Sigil cleanly solves four problems:

  1. JavaScript's native typeof is inconsistent and too weak for real type work.
typeof []
// "object" 😬
  1. TypeScript solves mostly compile-time problems, often adds friction, and disappears at runtime.
  • TypeScript helps during development, but once your program runs the types are gone.

  • SigilJS solves the runtime side of the problem.

  • Describe your data once, then validate it anywhere.

// TypeScript disappears at runtime
const x: string = 123;

// No runtime error
  1. Existing runtime validation libraries are dependency-heavy, allocation-happy, or ergonomically off.

  2. JavaScript lacks a native-feeling type expression system for runtime truth.


Accurate Runtime Types

Replacing the gaps in typeofrealType correctly identifies null, NaN, arrays, async and generator functions, maps, sets, and arbitrary custom classes through hooks.

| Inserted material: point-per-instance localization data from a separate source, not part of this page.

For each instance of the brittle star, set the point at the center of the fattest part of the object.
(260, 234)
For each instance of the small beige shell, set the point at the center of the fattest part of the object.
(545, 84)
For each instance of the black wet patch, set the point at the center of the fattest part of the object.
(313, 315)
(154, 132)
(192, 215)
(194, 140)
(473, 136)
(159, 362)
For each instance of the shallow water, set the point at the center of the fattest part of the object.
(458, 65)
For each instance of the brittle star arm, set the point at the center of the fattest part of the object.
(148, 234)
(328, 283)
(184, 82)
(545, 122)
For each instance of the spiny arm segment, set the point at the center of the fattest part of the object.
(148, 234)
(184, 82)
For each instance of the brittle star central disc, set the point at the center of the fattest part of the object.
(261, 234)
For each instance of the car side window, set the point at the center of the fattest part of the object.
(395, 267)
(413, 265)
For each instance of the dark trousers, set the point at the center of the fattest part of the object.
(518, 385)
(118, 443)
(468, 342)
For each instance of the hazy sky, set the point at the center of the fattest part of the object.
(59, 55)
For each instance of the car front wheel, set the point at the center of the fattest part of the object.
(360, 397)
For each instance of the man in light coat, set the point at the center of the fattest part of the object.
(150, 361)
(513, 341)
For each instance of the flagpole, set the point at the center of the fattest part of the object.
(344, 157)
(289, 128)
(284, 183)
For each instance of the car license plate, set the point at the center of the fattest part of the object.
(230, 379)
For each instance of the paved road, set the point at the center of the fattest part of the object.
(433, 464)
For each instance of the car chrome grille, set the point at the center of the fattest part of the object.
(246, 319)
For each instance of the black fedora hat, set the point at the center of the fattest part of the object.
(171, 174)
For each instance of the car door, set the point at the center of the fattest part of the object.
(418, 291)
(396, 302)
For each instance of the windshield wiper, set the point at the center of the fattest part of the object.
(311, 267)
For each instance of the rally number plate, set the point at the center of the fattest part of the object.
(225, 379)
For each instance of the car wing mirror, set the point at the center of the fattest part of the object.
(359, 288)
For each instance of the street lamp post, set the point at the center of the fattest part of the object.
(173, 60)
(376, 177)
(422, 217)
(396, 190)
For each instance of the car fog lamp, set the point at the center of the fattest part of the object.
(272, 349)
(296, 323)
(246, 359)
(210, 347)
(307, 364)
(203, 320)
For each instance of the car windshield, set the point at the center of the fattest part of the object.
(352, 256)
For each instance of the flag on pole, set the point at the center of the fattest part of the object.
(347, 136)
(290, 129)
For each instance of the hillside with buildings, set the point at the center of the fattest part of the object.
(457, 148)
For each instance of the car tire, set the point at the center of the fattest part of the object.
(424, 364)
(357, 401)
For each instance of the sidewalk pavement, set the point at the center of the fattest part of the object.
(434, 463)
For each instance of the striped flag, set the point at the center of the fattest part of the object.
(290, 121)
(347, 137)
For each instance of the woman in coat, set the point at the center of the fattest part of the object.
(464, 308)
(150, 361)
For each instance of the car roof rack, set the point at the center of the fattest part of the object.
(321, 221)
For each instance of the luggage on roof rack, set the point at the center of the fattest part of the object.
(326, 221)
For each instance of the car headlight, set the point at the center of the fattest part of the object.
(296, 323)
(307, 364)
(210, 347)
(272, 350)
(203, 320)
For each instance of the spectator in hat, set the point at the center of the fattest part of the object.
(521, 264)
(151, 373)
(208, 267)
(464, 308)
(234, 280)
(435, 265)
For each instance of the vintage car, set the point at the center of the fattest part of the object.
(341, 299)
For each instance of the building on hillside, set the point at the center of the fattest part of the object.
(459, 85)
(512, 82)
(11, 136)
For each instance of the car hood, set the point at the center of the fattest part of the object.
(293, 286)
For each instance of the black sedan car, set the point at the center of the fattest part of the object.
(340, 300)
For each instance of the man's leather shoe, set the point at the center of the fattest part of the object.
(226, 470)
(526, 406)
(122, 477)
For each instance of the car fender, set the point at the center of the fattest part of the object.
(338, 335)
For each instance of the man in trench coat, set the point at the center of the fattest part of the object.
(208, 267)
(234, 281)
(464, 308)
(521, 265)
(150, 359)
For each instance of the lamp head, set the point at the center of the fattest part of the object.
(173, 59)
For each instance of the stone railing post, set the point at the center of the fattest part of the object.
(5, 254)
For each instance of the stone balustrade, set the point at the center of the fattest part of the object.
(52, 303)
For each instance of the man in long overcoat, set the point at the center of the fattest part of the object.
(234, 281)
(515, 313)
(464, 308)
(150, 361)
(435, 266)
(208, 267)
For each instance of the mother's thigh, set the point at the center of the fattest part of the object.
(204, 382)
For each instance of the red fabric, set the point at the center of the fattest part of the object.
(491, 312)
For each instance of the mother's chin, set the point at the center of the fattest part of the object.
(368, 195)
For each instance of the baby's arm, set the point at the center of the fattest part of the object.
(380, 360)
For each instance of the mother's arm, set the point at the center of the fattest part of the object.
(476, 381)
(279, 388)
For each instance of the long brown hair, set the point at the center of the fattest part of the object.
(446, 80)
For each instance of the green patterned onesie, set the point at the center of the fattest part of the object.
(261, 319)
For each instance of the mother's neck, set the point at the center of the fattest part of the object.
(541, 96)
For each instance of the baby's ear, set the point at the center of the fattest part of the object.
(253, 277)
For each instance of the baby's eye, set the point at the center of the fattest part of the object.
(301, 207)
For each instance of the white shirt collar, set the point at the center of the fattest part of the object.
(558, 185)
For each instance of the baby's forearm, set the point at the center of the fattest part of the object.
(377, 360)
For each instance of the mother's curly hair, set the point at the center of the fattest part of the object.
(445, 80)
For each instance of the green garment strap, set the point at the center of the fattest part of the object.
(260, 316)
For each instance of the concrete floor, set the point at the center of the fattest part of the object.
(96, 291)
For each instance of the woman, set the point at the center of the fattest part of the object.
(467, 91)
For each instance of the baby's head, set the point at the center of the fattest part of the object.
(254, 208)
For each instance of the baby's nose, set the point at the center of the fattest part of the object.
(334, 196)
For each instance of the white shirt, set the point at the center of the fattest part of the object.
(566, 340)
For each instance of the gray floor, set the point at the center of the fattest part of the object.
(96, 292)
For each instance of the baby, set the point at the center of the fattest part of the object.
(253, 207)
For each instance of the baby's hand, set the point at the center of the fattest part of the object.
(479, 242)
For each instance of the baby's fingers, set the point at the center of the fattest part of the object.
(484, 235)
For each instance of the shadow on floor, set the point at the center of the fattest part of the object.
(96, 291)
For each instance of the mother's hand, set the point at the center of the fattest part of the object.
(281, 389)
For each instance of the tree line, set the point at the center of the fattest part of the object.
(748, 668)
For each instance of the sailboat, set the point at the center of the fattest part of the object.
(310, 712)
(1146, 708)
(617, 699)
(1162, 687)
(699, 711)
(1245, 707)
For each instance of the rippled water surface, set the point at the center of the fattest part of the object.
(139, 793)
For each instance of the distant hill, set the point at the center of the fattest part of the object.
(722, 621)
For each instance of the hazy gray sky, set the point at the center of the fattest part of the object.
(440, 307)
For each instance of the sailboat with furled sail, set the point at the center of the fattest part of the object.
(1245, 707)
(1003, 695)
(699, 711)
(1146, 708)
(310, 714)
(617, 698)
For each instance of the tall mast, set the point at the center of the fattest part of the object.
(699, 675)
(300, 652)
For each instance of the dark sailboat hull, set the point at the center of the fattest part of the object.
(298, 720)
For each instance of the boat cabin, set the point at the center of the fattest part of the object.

import { realType } from '@weipertda/sigiljs';

realType('x');                 // "string"
realType(null);                // "null"
realType(NaN);                 // "nan"
realType([]);                  // "array"
realType(new Map());           // "map"
realType(async function() {}); // "asyncfunction"

You can even provide custom override hooks to map instances directly back to nominal strings:

realType(myThing, {
  hooks: [ v => v instanceof MyThing ? 'mything' : null ]
}); // "mything"

SigilJS solves runtime type validation with a tiny, dependency-free, runtime-native type system.


Documentation

See the docs/ folder for full, detailed documentation (WIP).


Examples

See the examples/ folder for runnable examples (WIP).


License

MIT


CLI Playground

You can securely test out Sigil validator schemas against JSON inputs directly from your shell:

bun run src/playground.js '{"name": "Doug"}' '{name: string, age?: number}'
# ✅ Validation passed

Performance Philosophy

SigilJS embraces a Functional Core / Imperative Shell architecture. It takes your schema string, turns it into a typed token stream, drops parse grouping artifacts, flattens branches, optimizes primitive unions, and finally generates a blazingly fast validator closure mapped dynamically from the ground up to minimize allocations on the hot path. Repeated tagged template passes are thoroughly memoized.

About

A tiny JavaScript library for describing & validating data using type sigils to cast visual spells in your JavaScript reality.